Here’s a 9-point CASL summary so you can get CASL compliant if you aren’t already:
- The crux of the new CASL law revolves Commercial Electronic Mailing (CEM) – which refers to emails that encourage participation via coupons, promotion or a sale. If you have a great content strategy to build relationships on your e-newsletter, you are likely infrequently communicating along the hard sell lines of “commercial” content, so you should just focus on making sure your’e building good relationships via e-newsletters, following the copywriting best practices for e-newsletter content strategy outlined in Canada’s Anti-Spam Laws (CASL) – Do you Need To Panic?
- Regarding Consent: it can be given verbally or in writing. So if they signed a sheet specifically stating they want to receive your E-newsetter at one of your events or through your business website, they’ve already opted into your list. All former explicit and implicit consent is still legitimate after the July 1 2014 deadline. You don’t have to do it all over again.
- You’re not allowed to pre-toggle/pre-check-pre-tick the “I want to receive info” box anymore – you have to allow your future list members to select the box themselves. So that’s nice for all the trigger-friendly readers out there. Now you’ll only get the people who are excited to hear from you. You don’t want to annoy your prospects anyway!
- You’re not allowed to send emails nor unsolicited messages to social media inboxes. However, the CASL can only check email, not social media, rendering the point moot, but it’s good to know about for best practices. None of us like to get mass mailers on Linked In, so it would be nice if this stopped since they don’t ever offer an “unsubscribe” in those. I recognize their is implicit consent by being “linked” to someone on Linked In, but the “unsubscribe” option must be in every mass email.

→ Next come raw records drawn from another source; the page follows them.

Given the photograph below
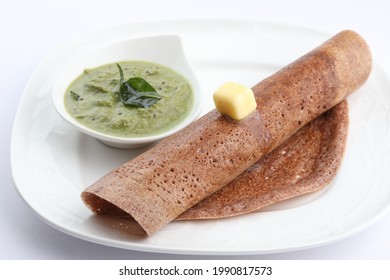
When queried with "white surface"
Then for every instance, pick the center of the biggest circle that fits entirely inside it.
(30, 29)
(52, 162)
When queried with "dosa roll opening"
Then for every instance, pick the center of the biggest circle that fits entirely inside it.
(162, 183)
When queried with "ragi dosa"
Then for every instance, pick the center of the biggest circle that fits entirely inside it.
(182, 170)
(304, 163)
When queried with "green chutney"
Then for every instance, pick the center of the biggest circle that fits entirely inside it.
(99, 107)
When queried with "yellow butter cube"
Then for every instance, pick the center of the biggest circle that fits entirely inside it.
(234, 100)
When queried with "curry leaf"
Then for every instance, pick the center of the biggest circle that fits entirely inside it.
(136, 92)
(74, 95)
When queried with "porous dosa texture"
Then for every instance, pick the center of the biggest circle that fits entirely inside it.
(162, 183)
(304, 163)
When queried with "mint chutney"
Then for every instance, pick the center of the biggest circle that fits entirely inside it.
(93, 99)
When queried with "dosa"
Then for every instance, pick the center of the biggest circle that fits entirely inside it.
(304, 163)
(182, 170)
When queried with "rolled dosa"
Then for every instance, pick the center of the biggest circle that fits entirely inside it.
(304, 163)
(162, 183)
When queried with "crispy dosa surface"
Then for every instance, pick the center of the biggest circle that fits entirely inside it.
(162, 183)
(304, 163)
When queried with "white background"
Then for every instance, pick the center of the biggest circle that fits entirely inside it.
(30, 29)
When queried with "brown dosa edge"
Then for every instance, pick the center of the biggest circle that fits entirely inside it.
(162, 183)
(304, 163)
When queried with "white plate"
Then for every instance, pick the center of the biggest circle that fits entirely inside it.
(52, 162)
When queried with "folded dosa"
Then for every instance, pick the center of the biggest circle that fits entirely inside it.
(306, 162)
(162, 183)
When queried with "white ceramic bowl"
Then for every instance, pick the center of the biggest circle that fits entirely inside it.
(166, 50)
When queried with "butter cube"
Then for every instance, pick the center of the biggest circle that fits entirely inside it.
(234, 100)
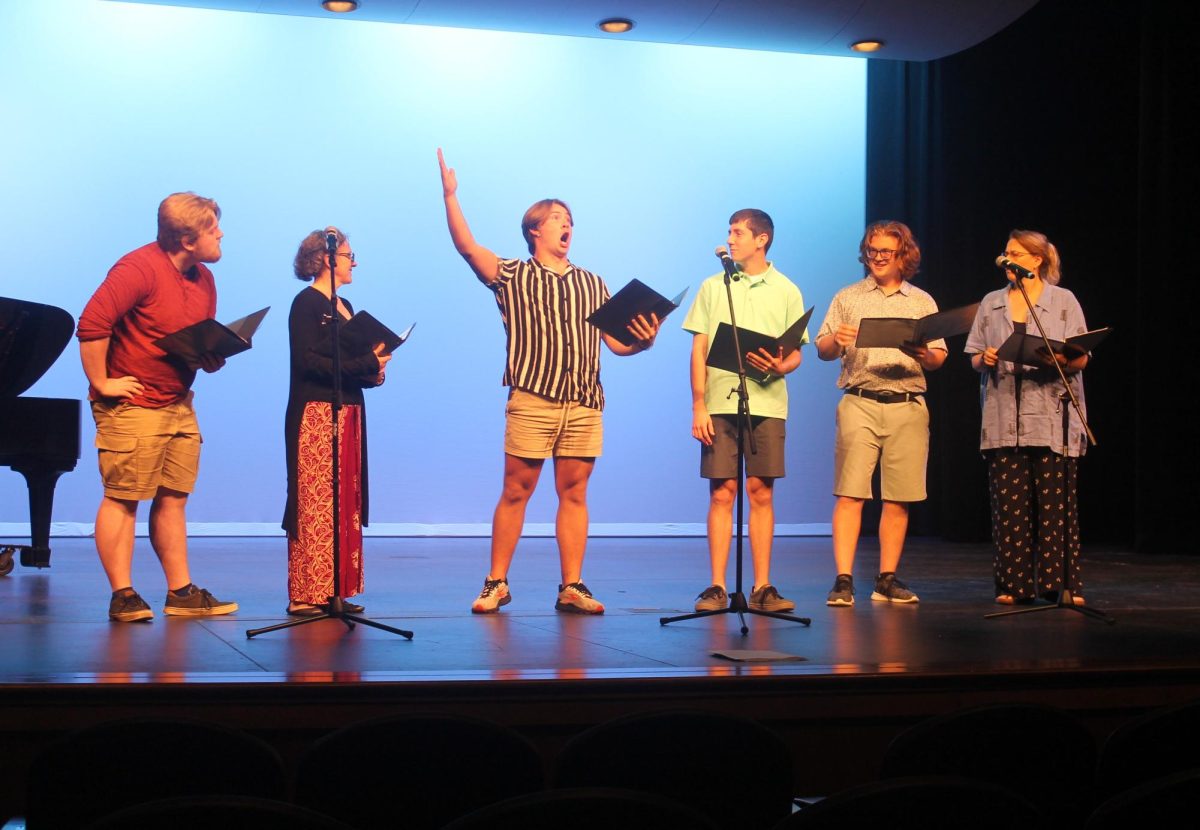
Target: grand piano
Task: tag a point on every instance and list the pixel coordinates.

- You must clearly identify the sender, sender contact info and an unsubscribe mechanism. We suggest you point out the unsubscribe mechanism at the top of the next newsletter, just as way of reminding them and showing our compliance – with a statement in the first paragraph saying something like ~ “You’re on this list because we believe we have your explicit consent to contact you because you asked to receive this kind of information [insert your e-newsletter’s summarised content strategy].” Regarding sender contact information: if you are using Constant Contact or Aweber, you are already providing your sender details etc.
- You’re allowed to have implied AND explicit levels of consent on your list. Implied can refer to an existing relationship (business or otherwise) between two individuals — but not between a corporation and an individual, nor an individual representing a corporation and an individual. All this to say, that “Implied” is a bit tricky if you are a corporation – stick with the best practices of “opt in” and it won’t matter to you. But if you’ve used your personal relationships to dump people onto your corporation’s business mass email list, you need to stop and start over.
- Individuals are allowed to write to people to obtain consent for future contact. This is good news for businesses. Let’s say one of my clients gives me a referral, I’m allowed to email them based on my 3rd party relationship my client. I will then ask the referral for consent to contact them, and they can say “yes” or “no”. However, this is really only for CEMs again, so if I just wanted to say “Hi” to the referal and ask them to book a time to talk, I’m still allowed to do this. So the Cold Calling 2.0 idea Aaron Ross espouses in Predictable Revenue will not die with this new law. Good news for business.
- Under this same issue, you’re also allowed to contact anyone who publishes or voluntarily discloses their contact details without indicating they don’t want to receive communications. SO, if you publish your email on your website and you don’t say “don’t add my email to your CEMs” – anyone could add you to their CEMs list, i.e. you are opening yourself up to spammers. Again, not a surprise, this is why Tangible Words has ALWAYS discouraged our clients from putting their emails on their website, except through the use of the contact form. Side note: there is some controversy as to how this affects Linked In – in that emails are connected to your Linked In profile. However, Linked In does not endorse you contacting people with whom you do not have a relationship. That’s why if you aren’t a “client, colleague, or friend” they force you to input an email address. However, Linked In burns their own ass by recommending contacts in your network to you – with whom you can connect without any email contact. Yet, this is irrelevant to CASL becuase your email address is not “published” it simply is “contacted” to your online profile. So in regards mass email on Linked In – it’s still a no-go because there is no “unsubscribe” option in my ruling.
- Keep track of how you obtained consent in the past, now, and in the future, perhaps by using the awesome “List” feature in your email service provider. You might want to include a statement explaining how you collected consent in a targeted email campaign to each list. If ever you were audited by CASL (unlikely) or someone filed a complaint (unlikely, but always protect yourself) you would have good consent records to defend your case.
Tangible Words only ever puts people on our Tangy Words e-newsletter because they filled in a form asking to receive information at a Tangible Words workshop; they made a request by email, phone, or the Tangible Words web form, to be on our mailing list. We have a separate list for our best clients – a “Clients Only” list- and they are put on there as a courtesy for customer relationship – and that’s because we disseminate privileged information on that list just for our busy clients to keep up with best practices and industry changes.
Hope that helps to show you how it relates to you – looks like business as usual for our best clients.